Chapter 4: State Model

Every blockchain is a replicated state machine. Transactions transform state; consensus ensures every honest node agrees on the result. The quality of the state model decides how fast you commit, how cheap you sync, and how well you parallelize execution.

Pyde stores all state in a Jellyfish Merkle Tree (JMT), persisted in RocksDB, with hybrid hashing: Blake3 on high-volume native paths, Poseidon2 on ZK-bearing paths. The state commitment is dual-rooted — Blake3 for fast native verification by committee and validators, Poseidon2 for future ZK light clients and validity proofs.

The JMT replaces the fixed-depth Sparse Merkle Tree the project initially shipped — a swap made because JMT's radix-16 path compression delivers roughly 40× faster commits. Hybrid hashing was adopted post-pivot once the performance cost of running Poseidon2 over every internal JMT node became clear; Blake3 is ~50× faster on commodity CPUs without sacrificing the ZK-friendly properties where they matter (state root, address derivation, FALCON-sig-hashing inside circuits).

4.1 The Jellyfish Merkle Tree

The JMT is a radix-16 path-compressed Merkle tree. Each internal node has up to 16 children (one per nibble), and runs of single-child nodes are compressed into a single edge labelled with the shared key prefix. Empty subtrees are not materialized.

Why JMT over a fixed-depth Sparse Merkle Tree?

Property	Fixed-depth SMT (256 levels)	JMT (radix-16, compressed)
Node hashes per update	256	depth-of-key (typ. 8–14)
Empty subtree storage	implicit (precomputed)	implicit (no materialize)
Update batching	per-key	bulk via `update_all`
Throughput (commits)	baseline	~40× faster
Proof size	fixed (256 sibling hashes)	variable (typ. 8–14)
Non-existence proofs	empty leaf hash	path divergence proof

The headline number — 40× faster commits — was the deciding factor. JMT removes the per-key 256-Poseidon2 cost, replacing it with a path that follows the actual key density in the tree.

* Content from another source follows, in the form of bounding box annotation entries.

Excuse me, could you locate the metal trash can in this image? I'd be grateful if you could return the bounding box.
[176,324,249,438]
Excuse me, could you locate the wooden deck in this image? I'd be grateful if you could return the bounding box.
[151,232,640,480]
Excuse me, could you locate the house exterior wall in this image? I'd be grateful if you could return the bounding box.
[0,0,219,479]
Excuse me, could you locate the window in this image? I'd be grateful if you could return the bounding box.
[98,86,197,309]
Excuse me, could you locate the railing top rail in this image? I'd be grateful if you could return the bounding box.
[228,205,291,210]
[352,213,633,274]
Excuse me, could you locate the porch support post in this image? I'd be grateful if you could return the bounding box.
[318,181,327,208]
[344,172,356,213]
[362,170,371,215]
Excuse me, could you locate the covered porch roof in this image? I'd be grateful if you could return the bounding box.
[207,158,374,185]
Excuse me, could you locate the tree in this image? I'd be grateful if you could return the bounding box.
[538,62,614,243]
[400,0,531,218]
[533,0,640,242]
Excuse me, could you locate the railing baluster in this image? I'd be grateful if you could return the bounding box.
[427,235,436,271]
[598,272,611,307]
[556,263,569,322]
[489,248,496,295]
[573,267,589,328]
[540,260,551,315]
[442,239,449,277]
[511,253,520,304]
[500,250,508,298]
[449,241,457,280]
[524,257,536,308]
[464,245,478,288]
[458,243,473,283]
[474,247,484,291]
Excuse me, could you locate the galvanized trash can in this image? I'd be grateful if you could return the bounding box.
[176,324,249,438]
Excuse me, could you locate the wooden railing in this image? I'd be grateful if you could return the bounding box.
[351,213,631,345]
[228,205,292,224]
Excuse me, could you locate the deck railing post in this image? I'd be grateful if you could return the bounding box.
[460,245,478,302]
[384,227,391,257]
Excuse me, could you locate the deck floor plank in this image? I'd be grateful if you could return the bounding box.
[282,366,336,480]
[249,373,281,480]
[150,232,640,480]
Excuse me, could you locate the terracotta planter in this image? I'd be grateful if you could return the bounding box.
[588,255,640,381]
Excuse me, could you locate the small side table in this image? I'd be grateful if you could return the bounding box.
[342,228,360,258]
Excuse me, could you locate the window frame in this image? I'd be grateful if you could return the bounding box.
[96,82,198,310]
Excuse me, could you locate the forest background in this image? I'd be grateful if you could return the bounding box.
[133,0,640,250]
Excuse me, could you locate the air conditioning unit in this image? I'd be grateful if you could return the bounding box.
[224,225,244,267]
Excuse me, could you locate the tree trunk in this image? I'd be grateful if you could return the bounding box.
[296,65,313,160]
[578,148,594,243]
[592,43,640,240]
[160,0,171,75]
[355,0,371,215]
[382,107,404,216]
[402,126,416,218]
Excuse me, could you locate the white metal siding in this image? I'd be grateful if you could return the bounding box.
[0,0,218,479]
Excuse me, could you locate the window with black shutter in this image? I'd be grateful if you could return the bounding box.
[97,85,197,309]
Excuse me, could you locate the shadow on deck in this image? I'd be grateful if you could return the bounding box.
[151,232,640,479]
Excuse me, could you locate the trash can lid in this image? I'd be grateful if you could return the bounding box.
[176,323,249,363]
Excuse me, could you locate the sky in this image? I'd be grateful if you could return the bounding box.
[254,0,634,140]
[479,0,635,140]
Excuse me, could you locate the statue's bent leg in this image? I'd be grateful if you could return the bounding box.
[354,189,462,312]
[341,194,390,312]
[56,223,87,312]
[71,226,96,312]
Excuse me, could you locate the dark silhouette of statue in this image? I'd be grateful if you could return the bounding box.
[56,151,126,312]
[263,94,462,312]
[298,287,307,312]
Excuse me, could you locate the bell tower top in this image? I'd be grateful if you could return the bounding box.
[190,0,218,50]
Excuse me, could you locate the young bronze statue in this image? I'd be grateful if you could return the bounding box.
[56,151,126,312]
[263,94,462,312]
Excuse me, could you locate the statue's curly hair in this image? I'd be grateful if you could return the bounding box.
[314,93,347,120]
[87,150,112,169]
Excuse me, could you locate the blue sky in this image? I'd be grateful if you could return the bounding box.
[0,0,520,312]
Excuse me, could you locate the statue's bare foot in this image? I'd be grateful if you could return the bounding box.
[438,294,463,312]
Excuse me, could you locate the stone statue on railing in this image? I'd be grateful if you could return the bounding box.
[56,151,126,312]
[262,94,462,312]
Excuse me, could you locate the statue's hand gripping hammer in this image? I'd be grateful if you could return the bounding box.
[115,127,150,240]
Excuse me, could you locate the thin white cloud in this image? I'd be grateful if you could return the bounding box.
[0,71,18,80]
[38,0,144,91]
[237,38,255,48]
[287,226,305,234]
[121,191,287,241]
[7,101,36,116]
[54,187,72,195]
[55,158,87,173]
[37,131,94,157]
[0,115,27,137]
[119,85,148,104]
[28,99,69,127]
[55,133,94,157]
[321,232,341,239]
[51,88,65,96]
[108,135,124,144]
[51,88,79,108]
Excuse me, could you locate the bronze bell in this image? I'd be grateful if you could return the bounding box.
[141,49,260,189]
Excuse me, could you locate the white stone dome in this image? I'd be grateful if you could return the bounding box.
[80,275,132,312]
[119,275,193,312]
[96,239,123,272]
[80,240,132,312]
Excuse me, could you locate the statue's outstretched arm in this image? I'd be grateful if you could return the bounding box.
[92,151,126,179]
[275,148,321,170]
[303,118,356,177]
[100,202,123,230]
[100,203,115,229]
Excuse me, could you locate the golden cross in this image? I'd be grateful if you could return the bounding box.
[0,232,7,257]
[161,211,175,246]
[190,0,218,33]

The implementation lives in crates/state/src/jmt_store.rs. The persistent wrapper exposes a small surface:

#![allow(unused)]
fn main() {
PersistentJMT {
    fn insert(key: H256, value: Vec<u8>) -> ...
    fn get(key: H256) -> Option<Vec<u8>>
    fn update_all(updates: &[(H256, Option<Vec<u8>>)]) -> ...
    fn root() -> H256
    fn delete(key: H256) -> ...
    fn is_empty() -> bool
}
}

A HybridJmtHasher adapter implements the jmt::SimpleHasher trait, delegating internal node hashes to Blake3 (the high-volume path) and exposing Poseidon2 for state-root and address-derivation paths. The JMT internals use Blake3; the snapshot manifest and ZK-bearing exports use Poseidon2. Both roots are computed and signed (Chapter 6).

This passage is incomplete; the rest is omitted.